KUTIPAN – Polda Kepri berhasil membongkar sindikat judol dengan ratusan ribu akun yang dijalankan secara otomatis menggunakan aplikasi BOT dan komputer. Dua tersangka diamankan.
Kabid Humas Polda Kepri, Kombes Pol. Dr. Nona Pricillia Ohei menyampaikan, peristiwa ini terungkap berkat laporan masyarakat pada awal Maret 2026 adanya aktivitas mencurigakan di sebuah rumah di kawasan Kavling Sambau, Kecamatan Nongsa.
“Dari laporan tersebut, tim Opsnal Subdit 3 Jatanras Ditreskrimum Polda Kepri melakukan penyelidikan dan berhasil mengamankan tersangka TN yang berperan sebagai penyedia atau penyelenggara,” ujar Nona, Senin (4/5/2026).
Dari lokasi tersebut, lanjutnya, ditemukan 19 unit perangkat komputer yang digunakan untuk menjalankan ribuan akun perjudian online secara otomatis maupun manual.
“Tersangka menjalankan operasional dengan memanfaatkan aplikasi emulator (LD Player), macro recorder, serta sistem bot untuk mengendalikan akun dalam jumlah besar tanpa interaksi langsung. Modus ini digunakan untuk mengumpulkan chip atau mata uang virtual dari permainan seperti Joker King dan Bearfish Casino,” jelas Nona.
“Dari hasil pemeriksaan, tersangka diketahui mengelola sekitar ±31.022 akun Joker King dan ±181.730 akun Bearfish Casino. Chip yang diperoleh kemudian dikumpulkan pada akun penampung dan diperjualbelikan kepada pemain lain melalui komunikasi WhatsApp, dengan kisaran harga Rp14.000 hingga Rp15.000 per 1 miliar chip untuk Joker King dan Rp4.000 hingga Rp5.000 per 1 miliar chip untuk Bearfish,” sambungnya.

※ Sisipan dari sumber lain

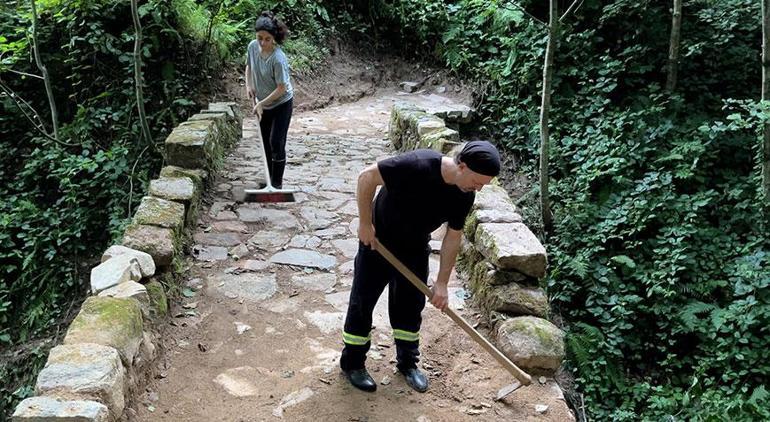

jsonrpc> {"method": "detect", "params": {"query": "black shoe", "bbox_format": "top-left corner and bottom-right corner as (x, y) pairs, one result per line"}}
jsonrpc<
(399, 368), (428, 393)
(270, 159), (286, 189)
(342, 368), (377, 392)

“Aktivitas tersebut telah berlangsung sejak tahun 2023 hingga 2026 dengan keuntungan mencapai ratusan juta rupiah. Praktik ini dinilai tidak hanya melanggar hukum, tetapi juga berpotensi merugikan masyarakat serta mendorong meningkatnya ketergantungan terhadap judi online,” tutup Nona.
Sementara itu, Dirreskrimum Polda Kepri, Kombes Pol. Ronni Bonic menambahkan, selain mengamankan TN, dari hasil pengembangan tim kembali mengamankan RS di wilayah Bengkong, Kota Batam, dimana tersangka menggunakan sedikitnya 13 akun untuk memaksimalkan bonus permainan serta membeli chip dari penyedia melalui aplikasi dompet digital.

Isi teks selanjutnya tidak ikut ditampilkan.